Machine Learning at the Limit

March 13, 2015

Professor John Canny presents benchmarks for the BIDMach Scala machine learning library. He and his team achieve a nearly theoretical maximum speed in this library relative to roofline analysis of the available CPU and GPU resources. They have managed to outperform entire machine learning clusters using a single computer. Check out the video below for more detailed comparisons.

This talk was delivered at Alpine Data Lab.

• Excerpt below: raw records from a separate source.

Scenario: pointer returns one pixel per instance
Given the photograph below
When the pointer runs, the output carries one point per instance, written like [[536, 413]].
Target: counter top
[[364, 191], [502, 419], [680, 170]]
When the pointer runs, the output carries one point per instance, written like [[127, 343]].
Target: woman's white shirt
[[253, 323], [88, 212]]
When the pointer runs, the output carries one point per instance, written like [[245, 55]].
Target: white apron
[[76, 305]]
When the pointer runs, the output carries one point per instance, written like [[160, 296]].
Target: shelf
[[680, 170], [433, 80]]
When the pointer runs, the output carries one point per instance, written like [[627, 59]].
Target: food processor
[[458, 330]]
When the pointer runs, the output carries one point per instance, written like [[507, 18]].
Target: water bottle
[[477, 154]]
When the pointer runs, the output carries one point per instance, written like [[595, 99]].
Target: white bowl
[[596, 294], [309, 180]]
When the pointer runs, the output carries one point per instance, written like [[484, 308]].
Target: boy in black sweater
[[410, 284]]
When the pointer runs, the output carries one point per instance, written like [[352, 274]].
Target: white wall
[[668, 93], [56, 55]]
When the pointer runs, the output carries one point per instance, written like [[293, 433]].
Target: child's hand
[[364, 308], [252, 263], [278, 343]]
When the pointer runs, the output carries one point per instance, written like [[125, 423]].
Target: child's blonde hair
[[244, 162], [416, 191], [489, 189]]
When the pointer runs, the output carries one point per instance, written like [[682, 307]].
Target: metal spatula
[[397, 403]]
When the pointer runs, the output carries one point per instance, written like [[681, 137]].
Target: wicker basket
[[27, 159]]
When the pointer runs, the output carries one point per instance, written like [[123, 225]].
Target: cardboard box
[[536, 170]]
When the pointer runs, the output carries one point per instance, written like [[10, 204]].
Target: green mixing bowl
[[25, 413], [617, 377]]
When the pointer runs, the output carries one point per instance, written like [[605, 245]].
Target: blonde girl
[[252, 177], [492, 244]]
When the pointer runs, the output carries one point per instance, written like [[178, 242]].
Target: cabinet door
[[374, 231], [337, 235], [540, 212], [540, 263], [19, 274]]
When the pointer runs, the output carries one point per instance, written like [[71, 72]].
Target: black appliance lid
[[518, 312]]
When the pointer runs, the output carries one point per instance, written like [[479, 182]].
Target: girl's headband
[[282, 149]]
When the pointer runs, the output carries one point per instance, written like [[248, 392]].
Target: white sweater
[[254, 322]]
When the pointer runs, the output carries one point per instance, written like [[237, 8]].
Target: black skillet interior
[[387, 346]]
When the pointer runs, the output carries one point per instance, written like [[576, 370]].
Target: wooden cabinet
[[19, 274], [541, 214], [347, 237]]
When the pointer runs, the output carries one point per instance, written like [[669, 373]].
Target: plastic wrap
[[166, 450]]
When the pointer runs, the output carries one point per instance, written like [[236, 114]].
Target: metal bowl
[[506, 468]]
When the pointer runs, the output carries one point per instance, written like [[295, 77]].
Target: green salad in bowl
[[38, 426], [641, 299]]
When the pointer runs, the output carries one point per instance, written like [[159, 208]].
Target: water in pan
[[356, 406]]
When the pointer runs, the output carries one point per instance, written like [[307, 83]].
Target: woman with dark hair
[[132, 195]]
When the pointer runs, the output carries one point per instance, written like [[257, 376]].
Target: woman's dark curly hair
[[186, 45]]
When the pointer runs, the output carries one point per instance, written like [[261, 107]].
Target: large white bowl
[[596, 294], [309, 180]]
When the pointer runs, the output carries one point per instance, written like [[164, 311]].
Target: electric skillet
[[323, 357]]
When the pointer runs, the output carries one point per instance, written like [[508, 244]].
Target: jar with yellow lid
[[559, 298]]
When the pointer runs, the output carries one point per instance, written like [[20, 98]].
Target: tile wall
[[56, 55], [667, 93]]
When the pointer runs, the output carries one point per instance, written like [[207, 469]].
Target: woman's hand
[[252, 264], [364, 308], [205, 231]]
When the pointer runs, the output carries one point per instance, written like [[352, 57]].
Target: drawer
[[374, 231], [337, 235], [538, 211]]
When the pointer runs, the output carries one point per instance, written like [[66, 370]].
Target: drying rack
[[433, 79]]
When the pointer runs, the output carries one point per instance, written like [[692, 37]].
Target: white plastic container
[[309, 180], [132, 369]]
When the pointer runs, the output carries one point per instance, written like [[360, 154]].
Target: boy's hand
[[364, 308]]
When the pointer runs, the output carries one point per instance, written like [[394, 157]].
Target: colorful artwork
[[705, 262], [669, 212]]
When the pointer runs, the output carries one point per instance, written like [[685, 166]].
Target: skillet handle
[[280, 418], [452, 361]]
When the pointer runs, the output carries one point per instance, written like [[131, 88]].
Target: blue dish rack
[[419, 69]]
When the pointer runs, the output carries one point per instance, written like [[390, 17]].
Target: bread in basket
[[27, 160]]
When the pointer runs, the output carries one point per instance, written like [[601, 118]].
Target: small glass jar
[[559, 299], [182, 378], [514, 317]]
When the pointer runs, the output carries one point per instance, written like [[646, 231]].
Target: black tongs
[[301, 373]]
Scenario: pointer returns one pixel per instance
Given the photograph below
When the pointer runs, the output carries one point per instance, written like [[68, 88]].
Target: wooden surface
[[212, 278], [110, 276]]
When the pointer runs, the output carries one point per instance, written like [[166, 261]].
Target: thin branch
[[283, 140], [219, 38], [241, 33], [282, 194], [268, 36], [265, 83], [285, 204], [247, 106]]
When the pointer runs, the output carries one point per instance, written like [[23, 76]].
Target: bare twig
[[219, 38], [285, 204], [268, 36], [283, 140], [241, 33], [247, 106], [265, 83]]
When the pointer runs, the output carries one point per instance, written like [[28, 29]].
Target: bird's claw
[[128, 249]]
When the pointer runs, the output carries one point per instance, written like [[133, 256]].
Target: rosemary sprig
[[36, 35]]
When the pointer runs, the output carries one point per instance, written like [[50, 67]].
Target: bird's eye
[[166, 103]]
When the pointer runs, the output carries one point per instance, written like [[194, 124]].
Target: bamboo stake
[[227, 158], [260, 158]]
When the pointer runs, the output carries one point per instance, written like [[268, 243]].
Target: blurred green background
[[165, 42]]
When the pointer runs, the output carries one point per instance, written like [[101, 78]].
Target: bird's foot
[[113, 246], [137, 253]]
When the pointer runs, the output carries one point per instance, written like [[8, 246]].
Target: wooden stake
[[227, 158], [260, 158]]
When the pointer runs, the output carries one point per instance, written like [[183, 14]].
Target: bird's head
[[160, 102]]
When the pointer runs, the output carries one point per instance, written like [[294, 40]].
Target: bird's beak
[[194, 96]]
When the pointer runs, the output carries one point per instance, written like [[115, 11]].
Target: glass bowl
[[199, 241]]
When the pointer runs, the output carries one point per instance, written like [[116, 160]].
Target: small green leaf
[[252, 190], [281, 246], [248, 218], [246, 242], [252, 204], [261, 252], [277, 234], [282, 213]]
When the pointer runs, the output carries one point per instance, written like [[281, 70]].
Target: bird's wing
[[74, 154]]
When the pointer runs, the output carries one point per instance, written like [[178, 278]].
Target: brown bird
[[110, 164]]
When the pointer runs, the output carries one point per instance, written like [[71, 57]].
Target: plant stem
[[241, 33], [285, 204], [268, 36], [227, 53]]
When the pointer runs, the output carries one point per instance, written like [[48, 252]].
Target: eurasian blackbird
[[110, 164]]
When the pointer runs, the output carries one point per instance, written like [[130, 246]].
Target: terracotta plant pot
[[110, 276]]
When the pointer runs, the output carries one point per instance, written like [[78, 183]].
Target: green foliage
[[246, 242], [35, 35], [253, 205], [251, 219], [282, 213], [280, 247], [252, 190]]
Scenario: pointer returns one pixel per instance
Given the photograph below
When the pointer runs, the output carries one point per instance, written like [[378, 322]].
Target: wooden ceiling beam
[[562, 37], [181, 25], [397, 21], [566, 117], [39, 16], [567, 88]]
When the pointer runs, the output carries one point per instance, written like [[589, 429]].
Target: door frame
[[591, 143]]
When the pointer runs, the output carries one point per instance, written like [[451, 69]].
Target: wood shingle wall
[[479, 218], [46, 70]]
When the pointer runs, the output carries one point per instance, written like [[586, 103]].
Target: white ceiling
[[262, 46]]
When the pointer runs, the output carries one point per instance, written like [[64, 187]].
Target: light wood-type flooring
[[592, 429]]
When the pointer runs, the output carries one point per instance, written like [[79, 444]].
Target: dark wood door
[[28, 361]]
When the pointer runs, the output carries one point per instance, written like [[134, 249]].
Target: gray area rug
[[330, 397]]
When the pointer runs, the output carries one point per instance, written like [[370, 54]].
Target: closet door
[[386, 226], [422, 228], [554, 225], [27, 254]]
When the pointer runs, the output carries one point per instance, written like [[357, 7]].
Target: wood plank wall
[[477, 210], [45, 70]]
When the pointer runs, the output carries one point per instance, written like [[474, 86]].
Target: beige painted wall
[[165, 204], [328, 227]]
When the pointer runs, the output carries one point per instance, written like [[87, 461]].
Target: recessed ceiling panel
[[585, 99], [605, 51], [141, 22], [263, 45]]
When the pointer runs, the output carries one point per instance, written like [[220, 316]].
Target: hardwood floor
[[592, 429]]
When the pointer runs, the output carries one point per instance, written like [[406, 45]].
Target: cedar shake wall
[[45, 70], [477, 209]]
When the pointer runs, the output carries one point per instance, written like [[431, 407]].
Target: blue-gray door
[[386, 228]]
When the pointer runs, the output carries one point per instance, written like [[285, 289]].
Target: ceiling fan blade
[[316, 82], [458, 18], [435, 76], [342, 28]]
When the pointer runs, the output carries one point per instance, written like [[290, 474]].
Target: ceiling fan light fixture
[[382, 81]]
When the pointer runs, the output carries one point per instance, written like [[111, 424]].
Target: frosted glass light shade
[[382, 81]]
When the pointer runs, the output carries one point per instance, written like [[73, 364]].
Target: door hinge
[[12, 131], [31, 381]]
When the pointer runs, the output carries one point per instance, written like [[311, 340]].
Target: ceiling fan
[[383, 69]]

  • Discovering the limits of machine learning performance using roofline design from computer architecture
  • Taking fully accelerated single-node algorithms and scaling them up
  • Tweaking a data model for machine learning should be quick and iterative
  • Often prototype machine learning is done in Scikit-Learn or R. It is then translated for production code by a group that often lacks machine learning expertise, which degrades the quality of results.
  • The reasons for developing a new ML toolkit (Bidmach):
    • GPUS now operate efficiently on sparse data
    • minibatch and stochastic gradient descent habe become a workhorse of choice for big data processing
    • easy customization of models
    • quick exploration, and sharing code between prototype and production
  • To design the framework we start with roofline design and articulating the limits of CPUs etc
  • We build the high level operations on top of a GPU-accelerated matrix library
  • Roofline design establishes fundamental performance limits for a computational kernel
  • Comparison of the strengths of CPUs and GPUs
  • Comparing performance of BIDMach vs Vowpal Wabbit vs Scikit-Learn
  • For many tasks a single node running BIDMach outperforms a whole cluster running traditional libraries
  • Measurements of running time for Latent Dirichlet Allocation, random forests, single-class regression, logistic regression, multilabel regression, factor models, SVMs and clustering
  • Rooflining network bandwidth